All of this may one day be possible. But is it a good idea?
In May 2014, cosmologist Stephen Hawking caused a stir when he warned that intelligent computers could be the downfall of humanity and “potentially our worst mistake in history.” Elon Musk — the billionaire philanthropist who helped found SpaceX, Tesla Motors and PayPal — in October 2014 lamented that a program whose function is to get rid of email spam may determine “the best way of getting rid of spam is getting rid of humans.” He wasn’t joking.
Allen and Etzioni say that they also have thought a lot about how AI might change the world and that they respectfully disagree with the doomsayers. The technology will not exterminate but empower, they say, making humans more inventive and helping solve huge global problems such as climate change.
“There are people who say, ‘I don’t care about the ethics of it all. I’m a technologist.’ We are the opposite of that. We think about the impact of this kind of technology on society all the time,” said Etzioni, who is chief executive of the Allen Institute for Artificial Intelligence, “and what we see is a very positive impact.”
Koch is more hesitant. “Runaway machine intelligence is something we need to think about more ,” Koch, president and chief science officer of the Allen Institute for Brain Science, said. “Clearly, we can’t say let’s not develop any more AI. That’s never going to happen.

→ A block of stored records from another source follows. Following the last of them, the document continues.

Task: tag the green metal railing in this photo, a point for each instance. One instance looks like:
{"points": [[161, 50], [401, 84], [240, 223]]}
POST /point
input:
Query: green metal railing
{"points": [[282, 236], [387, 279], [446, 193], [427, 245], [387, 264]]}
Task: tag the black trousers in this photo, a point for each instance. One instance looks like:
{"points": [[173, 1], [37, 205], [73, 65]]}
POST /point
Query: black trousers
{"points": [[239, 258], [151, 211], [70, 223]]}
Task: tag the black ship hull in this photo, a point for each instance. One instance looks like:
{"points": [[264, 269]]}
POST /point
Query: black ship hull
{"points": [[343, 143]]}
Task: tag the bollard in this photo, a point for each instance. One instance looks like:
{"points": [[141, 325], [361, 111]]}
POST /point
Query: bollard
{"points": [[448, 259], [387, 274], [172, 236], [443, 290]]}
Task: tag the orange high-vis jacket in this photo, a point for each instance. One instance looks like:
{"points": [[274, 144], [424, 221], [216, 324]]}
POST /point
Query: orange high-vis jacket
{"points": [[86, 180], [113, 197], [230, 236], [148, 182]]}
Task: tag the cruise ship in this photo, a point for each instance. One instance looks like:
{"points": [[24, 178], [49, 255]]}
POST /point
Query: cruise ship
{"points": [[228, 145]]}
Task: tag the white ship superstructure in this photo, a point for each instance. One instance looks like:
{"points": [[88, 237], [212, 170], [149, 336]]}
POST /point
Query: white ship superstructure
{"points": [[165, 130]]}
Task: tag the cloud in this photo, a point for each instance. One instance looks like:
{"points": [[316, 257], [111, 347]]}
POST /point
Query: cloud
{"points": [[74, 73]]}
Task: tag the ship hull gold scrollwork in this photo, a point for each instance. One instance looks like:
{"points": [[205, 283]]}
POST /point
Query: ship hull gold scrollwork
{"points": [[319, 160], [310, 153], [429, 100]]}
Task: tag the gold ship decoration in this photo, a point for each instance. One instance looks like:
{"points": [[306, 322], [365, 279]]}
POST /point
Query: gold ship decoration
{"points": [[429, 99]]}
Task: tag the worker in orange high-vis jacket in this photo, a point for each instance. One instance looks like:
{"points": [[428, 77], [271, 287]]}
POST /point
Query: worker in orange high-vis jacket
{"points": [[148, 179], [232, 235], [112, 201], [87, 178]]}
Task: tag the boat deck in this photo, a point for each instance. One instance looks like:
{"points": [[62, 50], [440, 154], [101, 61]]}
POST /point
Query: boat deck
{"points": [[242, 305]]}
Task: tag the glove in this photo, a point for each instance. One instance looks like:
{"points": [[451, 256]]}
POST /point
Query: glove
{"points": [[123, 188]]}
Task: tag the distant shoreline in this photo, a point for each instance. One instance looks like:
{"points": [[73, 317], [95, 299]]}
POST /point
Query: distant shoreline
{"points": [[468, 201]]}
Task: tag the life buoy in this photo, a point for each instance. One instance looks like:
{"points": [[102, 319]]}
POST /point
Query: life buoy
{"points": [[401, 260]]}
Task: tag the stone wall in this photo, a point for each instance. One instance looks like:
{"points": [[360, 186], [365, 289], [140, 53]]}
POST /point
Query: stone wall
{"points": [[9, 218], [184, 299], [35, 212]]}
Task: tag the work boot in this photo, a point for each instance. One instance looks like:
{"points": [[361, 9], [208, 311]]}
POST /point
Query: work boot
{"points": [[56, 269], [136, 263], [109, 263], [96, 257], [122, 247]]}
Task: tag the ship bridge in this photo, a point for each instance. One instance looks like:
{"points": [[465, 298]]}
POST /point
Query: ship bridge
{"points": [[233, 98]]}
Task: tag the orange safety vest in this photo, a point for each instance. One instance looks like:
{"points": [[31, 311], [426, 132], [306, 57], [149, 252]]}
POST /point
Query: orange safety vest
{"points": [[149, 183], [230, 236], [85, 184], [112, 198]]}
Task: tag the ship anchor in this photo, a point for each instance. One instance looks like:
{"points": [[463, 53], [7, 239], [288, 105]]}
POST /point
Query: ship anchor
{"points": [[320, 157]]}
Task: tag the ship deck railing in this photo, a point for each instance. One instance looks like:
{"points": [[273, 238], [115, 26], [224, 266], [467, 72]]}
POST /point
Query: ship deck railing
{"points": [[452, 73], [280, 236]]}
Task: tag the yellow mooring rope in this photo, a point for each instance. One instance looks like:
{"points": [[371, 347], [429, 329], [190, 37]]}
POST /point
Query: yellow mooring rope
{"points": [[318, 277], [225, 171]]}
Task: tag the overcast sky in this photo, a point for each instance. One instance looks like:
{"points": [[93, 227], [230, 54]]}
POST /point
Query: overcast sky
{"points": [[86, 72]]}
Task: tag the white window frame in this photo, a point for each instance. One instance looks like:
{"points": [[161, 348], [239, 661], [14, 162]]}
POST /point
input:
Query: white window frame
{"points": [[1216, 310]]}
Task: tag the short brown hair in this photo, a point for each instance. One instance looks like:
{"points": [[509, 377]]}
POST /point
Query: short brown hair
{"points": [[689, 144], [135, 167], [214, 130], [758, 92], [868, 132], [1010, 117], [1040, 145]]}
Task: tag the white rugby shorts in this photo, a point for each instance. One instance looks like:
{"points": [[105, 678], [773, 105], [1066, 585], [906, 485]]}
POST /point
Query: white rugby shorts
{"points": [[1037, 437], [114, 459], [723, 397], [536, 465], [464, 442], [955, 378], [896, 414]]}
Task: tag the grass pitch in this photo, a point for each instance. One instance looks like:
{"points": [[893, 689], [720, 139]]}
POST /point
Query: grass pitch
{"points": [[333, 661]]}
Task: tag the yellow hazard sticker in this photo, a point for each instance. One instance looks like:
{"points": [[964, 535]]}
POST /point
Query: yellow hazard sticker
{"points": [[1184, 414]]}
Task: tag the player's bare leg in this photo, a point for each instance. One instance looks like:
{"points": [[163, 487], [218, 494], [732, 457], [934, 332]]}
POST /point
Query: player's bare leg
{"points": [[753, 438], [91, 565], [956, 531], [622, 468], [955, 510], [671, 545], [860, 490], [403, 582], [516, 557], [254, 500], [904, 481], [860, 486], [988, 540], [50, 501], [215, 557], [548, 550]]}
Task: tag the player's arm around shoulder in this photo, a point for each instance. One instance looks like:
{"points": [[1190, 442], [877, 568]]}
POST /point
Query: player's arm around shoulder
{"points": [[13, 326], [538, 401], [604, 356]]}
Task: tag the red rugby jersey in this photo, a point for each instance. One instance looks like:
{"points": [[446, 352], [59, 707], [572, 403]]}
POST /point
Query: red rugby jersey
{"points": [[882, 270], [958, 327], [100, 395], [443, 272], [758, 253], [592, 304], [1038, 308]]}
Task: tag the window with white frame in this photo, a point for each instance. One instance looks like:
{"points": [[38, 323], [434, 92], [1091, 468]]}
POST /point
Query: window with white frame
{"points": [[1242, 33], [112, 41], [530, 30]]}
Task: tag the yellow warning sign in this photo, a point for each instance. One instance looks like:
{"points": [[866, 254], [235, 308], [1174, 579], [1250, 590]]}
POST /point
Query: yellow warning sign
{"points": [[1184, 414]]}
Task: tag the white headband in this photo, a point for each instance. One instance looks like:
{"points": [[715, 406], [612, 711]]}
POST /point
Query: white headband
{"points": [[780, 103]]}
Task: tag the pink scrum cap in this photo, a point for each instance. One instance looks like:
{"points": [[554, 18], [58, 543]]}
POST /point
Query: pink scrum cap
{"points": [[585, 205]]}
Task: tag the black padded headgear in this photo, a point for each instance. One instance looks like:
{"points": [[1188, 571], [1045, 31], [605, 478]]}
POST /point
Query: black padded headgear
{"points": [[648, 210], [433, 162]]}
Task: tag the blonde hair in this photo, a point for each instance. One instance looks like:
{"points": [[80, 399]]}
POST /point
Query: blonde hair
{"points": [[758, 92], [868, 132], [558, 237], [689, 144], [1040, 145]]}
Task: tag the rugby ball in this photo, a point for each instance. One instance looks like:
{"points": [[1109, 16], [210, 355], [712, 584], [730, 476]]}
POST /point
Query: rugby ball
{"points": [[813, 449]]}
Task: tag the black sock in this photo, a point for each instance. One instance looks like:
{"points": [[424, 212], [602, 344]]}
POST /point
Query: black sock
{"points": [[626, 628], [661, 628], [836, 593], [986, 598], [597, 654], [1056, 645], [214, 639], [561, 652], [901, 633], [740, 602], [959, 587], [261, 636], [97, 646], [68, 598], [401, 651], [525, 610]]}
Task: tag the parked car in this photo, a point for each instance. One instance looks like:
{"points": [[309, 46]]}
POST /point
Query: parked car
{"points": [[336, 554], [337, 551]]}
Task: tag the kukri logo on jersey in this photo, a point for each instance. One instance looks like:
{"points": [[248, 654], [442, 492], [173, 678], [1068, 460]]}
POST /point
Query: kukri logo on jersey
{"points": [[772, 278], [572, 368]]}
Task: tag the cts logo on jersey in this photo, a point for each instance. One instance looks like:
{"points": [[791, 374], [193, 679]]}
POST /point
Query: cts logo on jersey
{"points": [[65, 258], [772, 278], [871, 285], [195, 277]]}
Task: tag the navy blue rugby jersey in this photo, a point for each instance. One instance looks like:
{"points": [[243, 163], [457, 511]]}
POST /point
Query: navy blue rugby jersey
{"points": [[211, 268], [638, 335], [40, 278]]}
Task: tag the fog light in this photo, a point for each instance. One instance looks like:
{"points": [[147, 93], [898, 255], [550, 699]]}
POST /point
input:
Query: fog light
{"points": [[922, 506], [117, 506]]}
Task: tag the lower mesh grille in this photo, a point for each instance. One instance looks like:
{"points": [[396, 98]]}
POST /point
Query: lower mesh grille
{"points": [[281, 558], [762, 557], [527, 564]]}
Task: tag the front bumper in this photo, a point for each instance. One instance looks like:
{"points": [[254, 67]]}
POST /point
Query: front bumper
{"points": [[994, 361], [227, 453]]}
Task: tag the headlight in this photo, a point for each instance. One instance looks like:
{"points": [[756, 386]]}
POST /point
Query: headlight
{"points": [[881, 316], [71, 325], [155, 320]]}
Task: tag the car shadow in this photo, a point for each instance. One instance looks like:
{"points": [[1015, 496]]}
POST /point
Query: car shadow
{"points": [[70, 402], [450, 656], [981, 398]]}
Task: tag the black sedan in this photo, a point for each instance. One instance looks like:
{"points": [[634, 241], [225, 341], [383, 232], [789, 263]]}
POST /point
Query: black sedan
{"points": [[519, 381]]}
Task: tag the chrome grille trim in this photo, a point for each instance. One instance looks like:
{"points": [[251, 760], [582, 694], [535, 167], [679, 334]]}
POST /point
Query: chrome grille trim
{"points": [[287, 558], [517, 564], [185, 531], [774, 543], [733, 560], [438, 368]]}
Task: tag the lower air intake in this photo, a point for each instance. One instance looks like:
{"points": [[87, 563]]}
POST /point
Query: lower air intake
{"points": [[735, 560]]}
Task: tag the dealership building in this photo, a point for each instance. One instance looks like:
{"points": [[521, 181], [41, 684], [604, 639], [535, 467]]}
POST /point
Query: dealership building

But we need to figure out what are the imagined dangers and what are the real ones and how to minimize them.”
Allen’s vision is creating an AI machine that would be like a smart assistant, rather than an independent being, “answering questions and clarifying things for you and so forth.” But he admits he has wondered whether it will one day be possible for that assistant or its descendants to evolve into something more.
“It’s a very deep question,” Allen said. “Nobody really knows what it would take to create something that is self-aware or has a personality. I guess I could imagine a day when perhaps, if we can understand how it works in the human brain, which is unbelievably complicated, it could be possible. But that is a long, long ways away.
Allen thought that gathering great minds under one roof, all focused on the same goal, could accelerate the process of discovery. The Allen Institute for Artificial Intelligence opened its doors on Jan. 1, 2014, and currently has 43 employees.